Thanks Jim. Though since I am not familiar with freemont I am searching google maps and I believe I have located the landmarks. Im thinking that pretty much leaves mostly the access at the parks and only between dawn and dusk , and possibly right at the water treatment plant , for truly public access. And probably at the foot of the bridges.


----------



## CoolWater (Apr 11, 2004)

You are making it far more complicated than it is. Go to downtown Fremont, you'll see the other anglers - park and fish. There is only a small area on the Sandusky and not much science to it. If you live in Findlay there is no way I would go to the Sandusky River for the Wallye Run when you can jump on I75 and get to the Maumee River with far more fish and fishable areas. If it's White Bass, that's another story as the Sandusky seems to produce as many fish in a smaller water.

Just my opinion but my parents have had a place on the Sandusky River since 1996 and even when I lived there I'd drive to Toledo for a far better chance at my legal limit of 'eyes.


----------



## Northern Reb (Jan 3, 2012)

CoolWater said:


> If you live in Findlay there is no way I would go to the Sandusky River for the Wallye Run when you can jump on I75 and get to the Maumee River with far more fish and fishable areas.
> 
> Coolwater - I don't want to open a can of worms on this thread, but I have seen your posts/blog for a while and respect your opinion. So I ask - Is dealing with the crowds on the Maumee worth it? I have considered giving it a try as I love to catch and eat walleye like anyone else, but I also very much enjoy the relaxing part of fishing as well.
> 
> ...


----------



## Sid.hoover (May 4, 2012)

Just thought I might help answer your question of spots Its worth battling the amount of fishermen to go to the maumee....
The fish will go up the river a decent ways but most concentrate where the fishermen concentrate or maybe its the other way around! Most people fish from jerome road back toward Perrysburg. I don't know how many fish you would get but you could try a couple of spots: Weir rapids off rangeline road, Otsego park also the access near Waterville. There will be a few fish there for sure i just don't know if they will be concentrated enough for it to be worth your time. This also might help just to give you an idea of spots to fish. http://www.dnr.state.oh.us/watercraft/streams/maumee/tabid/2443/Default.aspx


----------



## yonderfishin (Apr 9, 2006)

Ive tried the maumee twice but didnt catch anything but a sucker , mostly due to just too many people and not being able to fish efficiently when i have to pay so much attention to the guys left and right of me and waiting to time the casts just right. Just looking for another option.

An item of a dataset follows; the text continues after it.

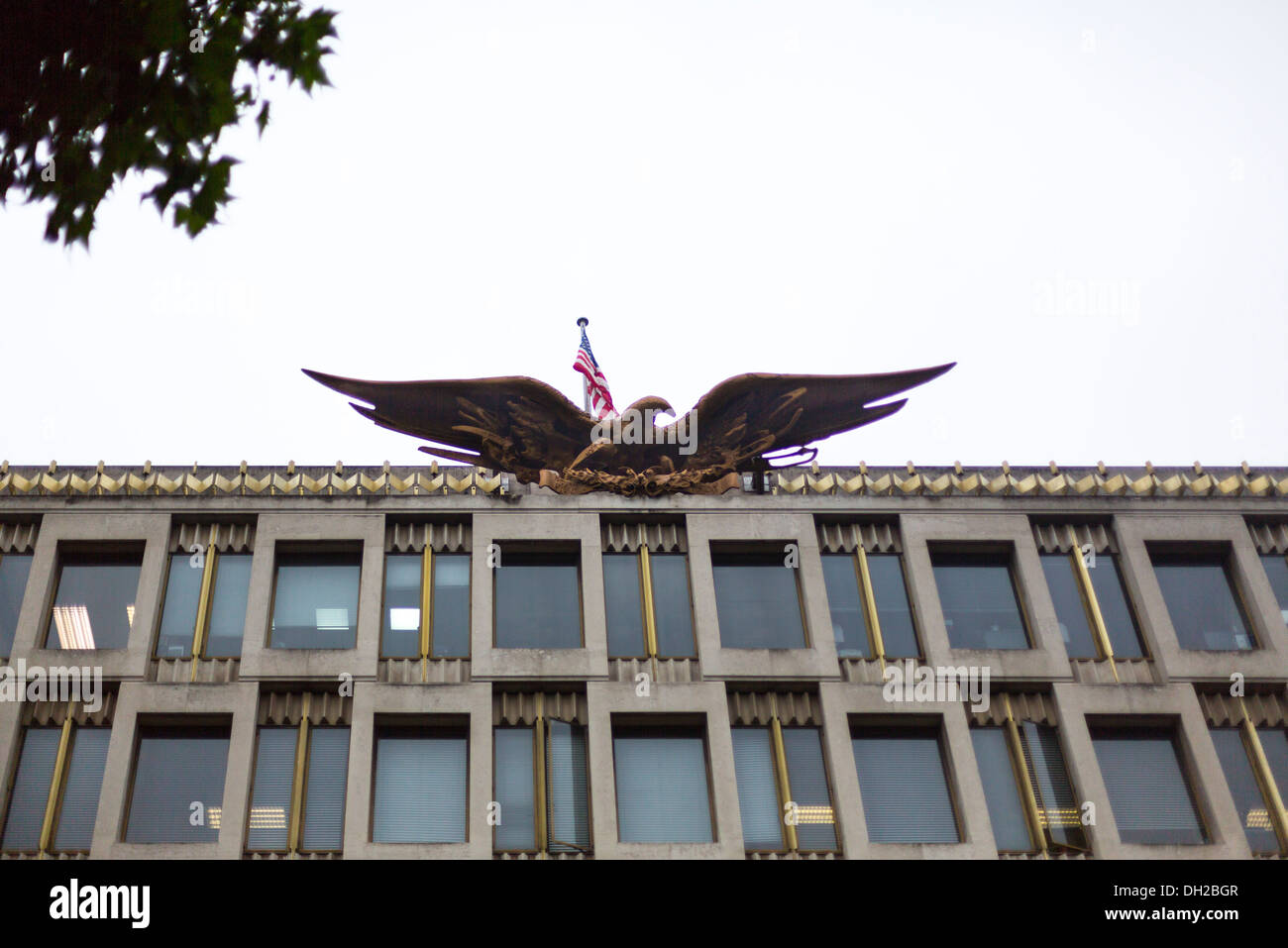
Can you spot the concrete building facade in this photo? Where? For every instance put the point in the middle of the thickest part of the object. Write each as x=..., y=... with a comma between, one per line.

posted using Outdoor Hub Campfire


----------



## Sid.hoover (May 4, 2012)

Try fishing earlier in march or later toward may. I know its hard to get time off work but its worth it sometimes, there'll be a lot less people than on the weekend. Only other thing I can think of is try fishing some of the side pools behind the lines of fishermen. You will know what im talking about when you see it at places like buttonwood. The main line of guys will be out 20 or 30 feet off the bank and there will be a deeper hole with current behind where there fishing at. Ive seen guys pull limits out of places like this at certain times of the run with no one even facing there direction let alone standing shoulder to shoulder with them.


----------



## Northern Reb (Jan 3, 2012)

Thanks for the suggestions Sid! I did do a little scouting last yr on the Maumee, but for some reason didn't have the pole's or waders in the vehicle...(which is very rare  ) I think I might give it a try this yr.


----------



## CoolWater (Apr 11, 2004)

Northern Reb,
Sorry I didn't see this thread had continued or that you asked me a few more questions... I was basking in my glory of finally catching a decent Steelhead this year! Stop by the blog and you will see one happy dude! lol...

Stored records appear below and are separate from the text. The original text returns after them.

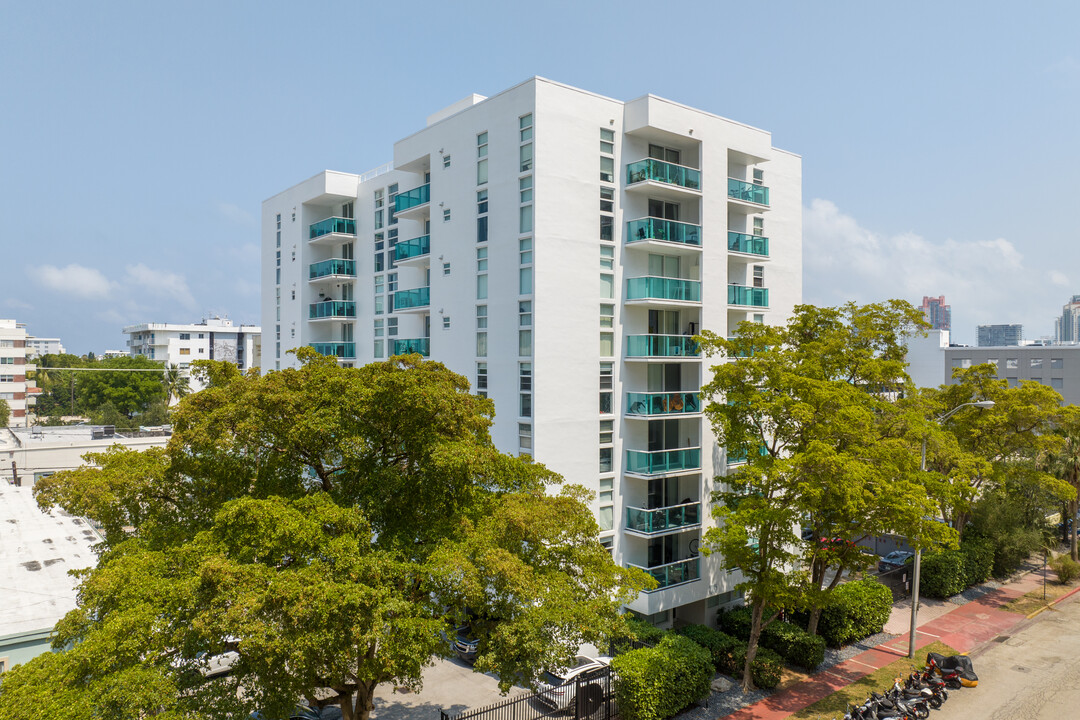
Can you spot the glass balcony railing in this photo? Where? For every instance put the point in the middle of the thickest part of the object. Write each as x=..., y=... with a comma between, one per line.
x=332, y=309
x=673, y=573
x=335, y=267
x=663, y=518
x=413, y=248
x=421, y=345
x=747, y=191
x=742, y=295
x=663, y=288
x=740, y=242
x=413, y=198
x=416, y=298
x=669, y=231
x=341, y=350
x=661, y=345
x=656, y=462
x=661, y=172
x=650, y=404
x=343, y=226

I have to agree that if it's shorefishing during the run, the Sandusky would be better. I probably came off way too strong against the Sandusky River and it really wasn't my intention. My experience has been far more people at the Maumee but the amount of fishable area more than makes up for the increased number of people. Far less people on the Sandusky, but also far less fishable area and far fewer fish. When I was still living at the folks place in Fremont I made many trips downtown due to proximity and just didn't have success... I'd hit the Maumee and catch fish. 

If it's the difference of having your daughter with you- then you should stick with the Sandusky, that time would be priceless and I'm sure relaxing as well. Not to mention if your picking up a fish or two- probably not a reason to change anything. I still would contend if you found yourself with a day to yourself to fish and wanted the best shot at a limit - Maumee would be the best bet.

I hope this makes sense, just one person's thoughts so please just take it as that... wouldn't be the first time that I was wrong!


----------



## Northern Reb (Jan 3, 2012)

Coolwater - Congrats on the steelhead! I never had a lot of success going after them and it has been a few yrs since I last tried. I even considered going with a guide, but I have enough fish around me to keep me occupied for a lot less $.

Thank you for your thoughts as well regarding the Maumee. With being skunked as many times as I was in Fremont I think I will give the Maumee a go this upcoming run.


----------



## WLAngler (Aug 29, 2010)

Is there smallmouth to be caught in the Sandusky River??? I've got a few places marked on Google Earth that look like great spots. I've been wanting to do some river smallmouth fishing, so any info would be greatly appreciated.


----------



## 419deerhunter (Mar 23, 2011)

some excellent smallmouth fishing between fremont and tiffin


----------



## WLAngler (Aug 29, 2010)

Thanks 419deerhunter


----------



## neffy85 (Aug 10, 2006)

What is the river/ fishing like closer to the bay? I have a friend that farms along the river and wants me to take him fishing during the run along the stretch he has access to.

posted using Outdoor Hub Campfire


----------